C’est avec beaucoup de patience et de gentillesse que Loïc nous a accompagnés et formés aux différents modes de progression. Nous avons bien rigolé et bien progressé, dans les deux sens du terme (enfin surtout une personne sur les deux de la cordée : les gagnants écrivent l’histoire).
Devant nous, le ballet des nuages nous laisse entrevoir l’avancée fluide et efficace de la cordée Nadège – Stéphanie le long de l’arête nous menant à la pointe de Chaussenque.
La progression sur le fil n’est plus possible à partir de ce point et nous cherchons, dans le schiste péteux, la vire qui nous permettra de descendre. Après de rapide recherches nous trouvons un passage qui exige cependant un pied aguerri.
En dépit des différents manquements d’agilité physique et mentale apparut le soir précédant, la fine équipe s’avère être d’une agilité remarquable dans ce terrain accidenté. Ainsi, tout le monde arrive à merveille au pied du glacier, sans qu’aucune cheville ne soit tordu et qu’aucun (gros) caillou n’ai été décroché.
La traversée du glacier se déroule sans difficulté. La montée finale se fait le plus directement possible, certes en posant quelques mains (mais avec beaucoup de prudence) … un vrai plaisir.

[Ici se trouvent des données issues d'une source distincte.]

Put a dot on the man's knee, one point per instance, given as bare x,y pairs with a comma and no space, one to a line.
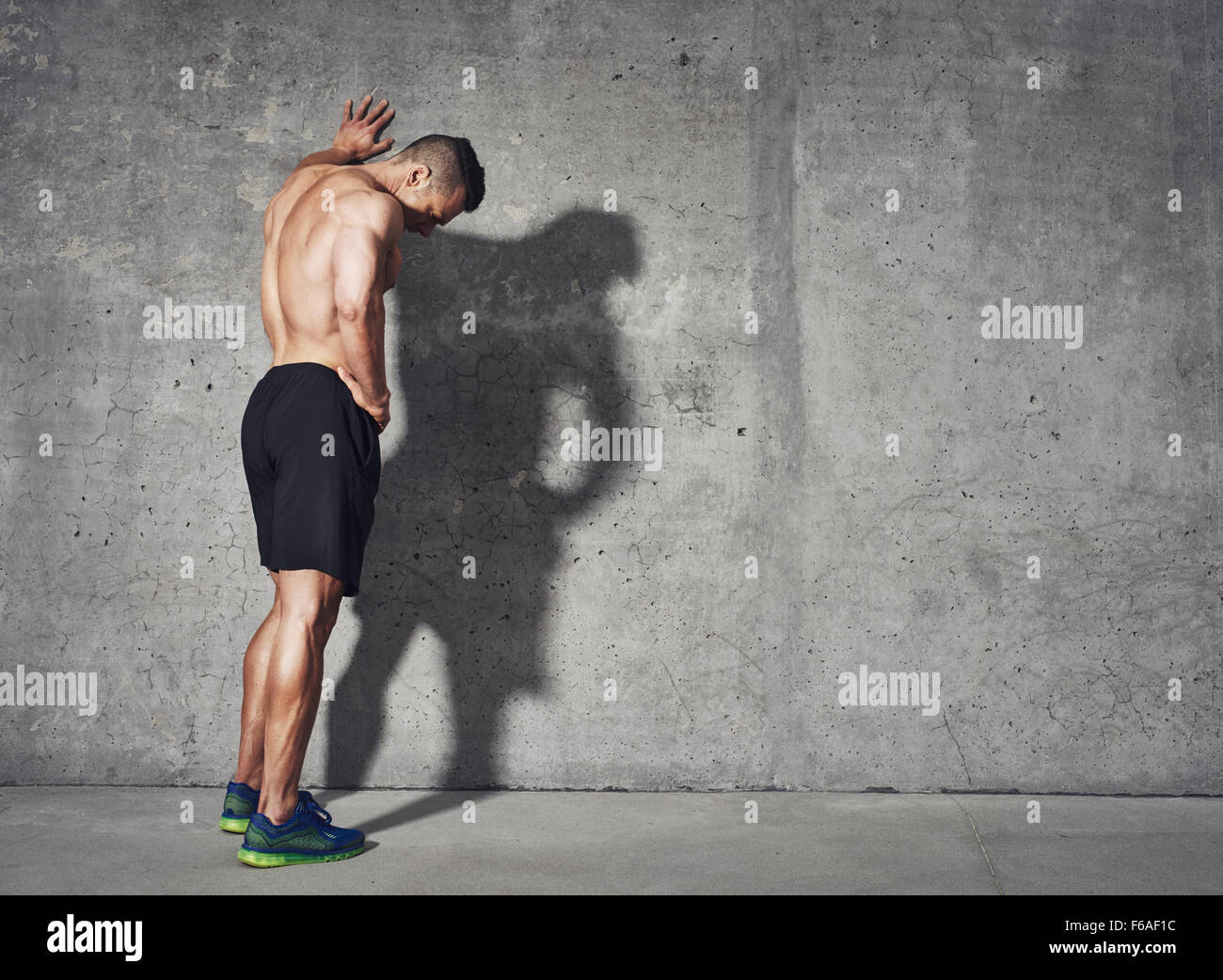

Au sommet nous retrouvons les ados du refuge, grands amis de Nadège, je me régale de leur impertinence envers leurs parents qui « racontent n’importe quoi ».
Après avoir rechargé nos batteries et avant qu’un meurtre ne soit commis, nous prenons le chemin de la descente dans le schiste rouge du Vignemale. Nous parcourons le glacier dans une ambiance particulière (Sommes-nous sur la lune avec ces formes rondes et grises que prend la roche dans ces zones-là ?).
Nous poursuivons notre chemin le long de vertes veines de l’ophite qui nous mènent aux pieds des grottes de Russel où nous prenons un repos (mérité). En pensant à l’histoire de ce lieu je ne peux m’empêcher de partager à mon cher camarade chouchou qu’il s’agit surement ici d’un encouragement à faire la fête.
Les ravages du MAM auront atteint les participants de l’expédition : l’auteur plane complet et n’est même plus sur terre, Steph se régale en imaginant un membre de l’équipe embroché faisant office de BBQ, Loïc Bardot a renommé tous les animaux de la vallée Kiki avec beaucoup d’affection et Nadège se sent mieux depuis qu’elle a partagé sans filtre son point de vue à ses copinous les ados. Le seul épargné c’est chouchou qui a l’air dans son état habituel… donc difficilement différenciable du délire d’altitude.
Ce fut donc un week-end rondement mené, porté par la volonté de gravir ce beau massif en dépit d’une météo incertaine. Nous le clôturons avec un délicieux sirop de framboise et garderons en tête de beaux paysages mais aussi des rires, de la générosité et surtout … un bon sens de l’orientation.